Switch (on Paper) : Quels risques ou traumatismes neurologiques pourra-t-on constater dans les semaines ou mois à venir sur une partie de la population ?
Dr Chermann : Tout est à envisager. Le dé-confinement est probablement plus compliqué à gérer que le confinement car parfois les gens ont vécu dans un cocon refusant inconsciemment de voir les problèmes matériels, pertes de salaire, de travail. Le syndrome de stress post-traumatique est à craindre avec insomnie, cauchemars, modification de l’humeur, syndrome dépressif, irritabilité, auto-agressivité et hétéro-agressivité à l’encontre du ou de la conjointe, des enfants… Quand les gens vont sortir, ils vont pour beaucoup avoir peur de contracter la maladie, ce qui pourrait avoir des répercussions dans les relations avec les autres, générer une phobie sociale, un repli sur soi. L’encouragement du télétravail ne va pas arranger les choses. Il y aura des séparations, une recrudescence des pathologies mentales. Je vais aussi recevoir les athlètes de haut niveau que j’ai l’habitude de suivre. Car même pour des sujets privilégiés, la perte de salaire, le manque de visibilité quant à leur avenir, l’inactivité, les conditions du confinement et du dé-confinement sont hautement anxiogènes. Enfin, il ne faut pas oublier que tout notre système de santé a été occupé pendant plusieurs semaines à prendre en charge uniquement les malades Covid. Et malheureusement ce n’est pas fini… Or les autres malades n’ont pas été soignés par peur de consulter et de contracter la Covid. Nous les voyons arriver aux urgences dans des états pour certains catastrophiques. Il faut s’attendre à des dommages collatéraux avec une recrudescence de pathologies cancéreuses évoluées, de maladies mentales, neurologiques, cardiaques, etc. Mais cela nous l’analyserons dans 6 mois, pas avant. Espérons que le temps et le changement de saison puissent faire disparaître le virus comme quelques virologues l’évoquent.

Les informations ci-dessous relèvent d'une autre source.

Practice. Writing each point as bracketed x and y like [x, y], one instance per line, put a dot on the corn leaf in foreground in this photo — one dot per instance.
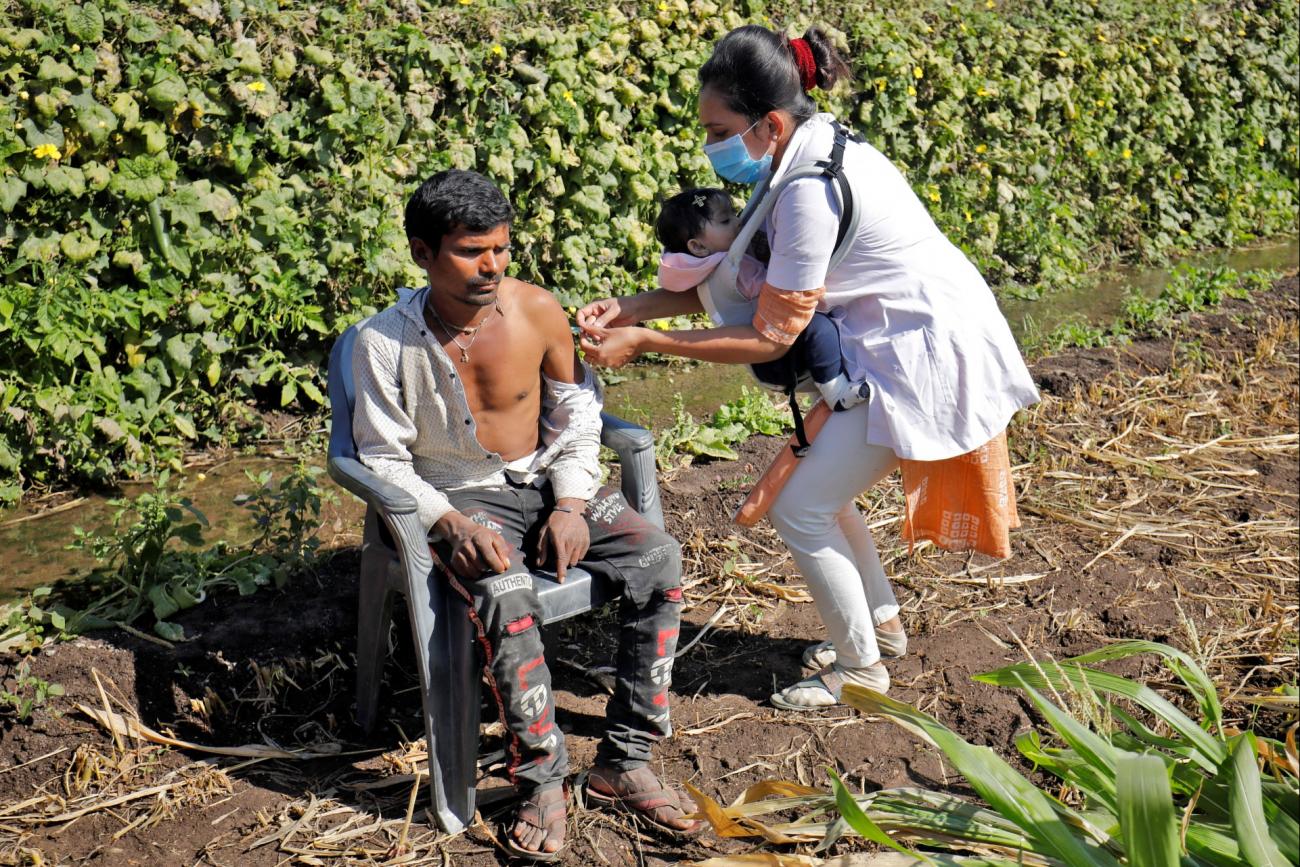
[859, 822]
[1247, 805]
[1049, 823]
[1208, 753]
[1196, 680]
[1147, 818]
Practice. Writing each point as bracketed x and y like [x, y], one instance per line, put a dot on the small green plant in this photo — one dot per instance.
[753, 412]
[1142, 783]
[29, 692]
[155, 560]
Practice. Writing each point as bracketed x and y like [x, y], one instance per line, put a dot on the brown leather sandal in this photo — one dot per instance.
[644, 803]
[542, 816]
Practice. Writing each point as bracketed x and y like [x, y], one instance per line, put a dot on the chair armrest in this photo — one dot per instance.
[635, 446]
[360, 480]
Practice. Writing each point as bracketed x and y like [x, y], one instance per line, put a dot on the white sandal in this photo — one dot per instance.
[892, 646]
[824, 688]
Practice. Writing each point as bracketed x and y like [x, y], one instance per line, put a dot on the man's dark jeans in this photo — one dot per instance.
[641, 560]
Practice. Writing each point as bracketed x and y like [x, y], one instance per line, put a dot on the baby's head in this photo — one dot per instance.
[698, 221]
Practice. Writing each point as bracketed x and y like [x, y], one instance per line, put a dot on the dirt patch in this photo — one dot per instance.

Docteur Jean François CHERMANN
Neurologiste
Ancien interne des Hôpitaux de Paris
Ancien chef de clinique assistant des Hôpitaux de Paris
Attaché à l’hôpital Européen Georges Pompidou
Attaché à l’Institut National Psychiatrique Marcel Rivière
DEA neurosciences université Paris VIII
Note de l’auteur
Le terme neurologiste a été inventé en France au XIXe siècle par le célèbre professeur d’anatomie pathologique et académicien Jean-Martin Charcot avant d’être repris par les anglo-saxons. On peut dire neurologiste comme on dit ophtalmologiste ou dentiste. Ce terme n’est pas une invention de ma part. Il est aussi un mélange de neurologue et artiste ce qui correspond totalement à mon identité.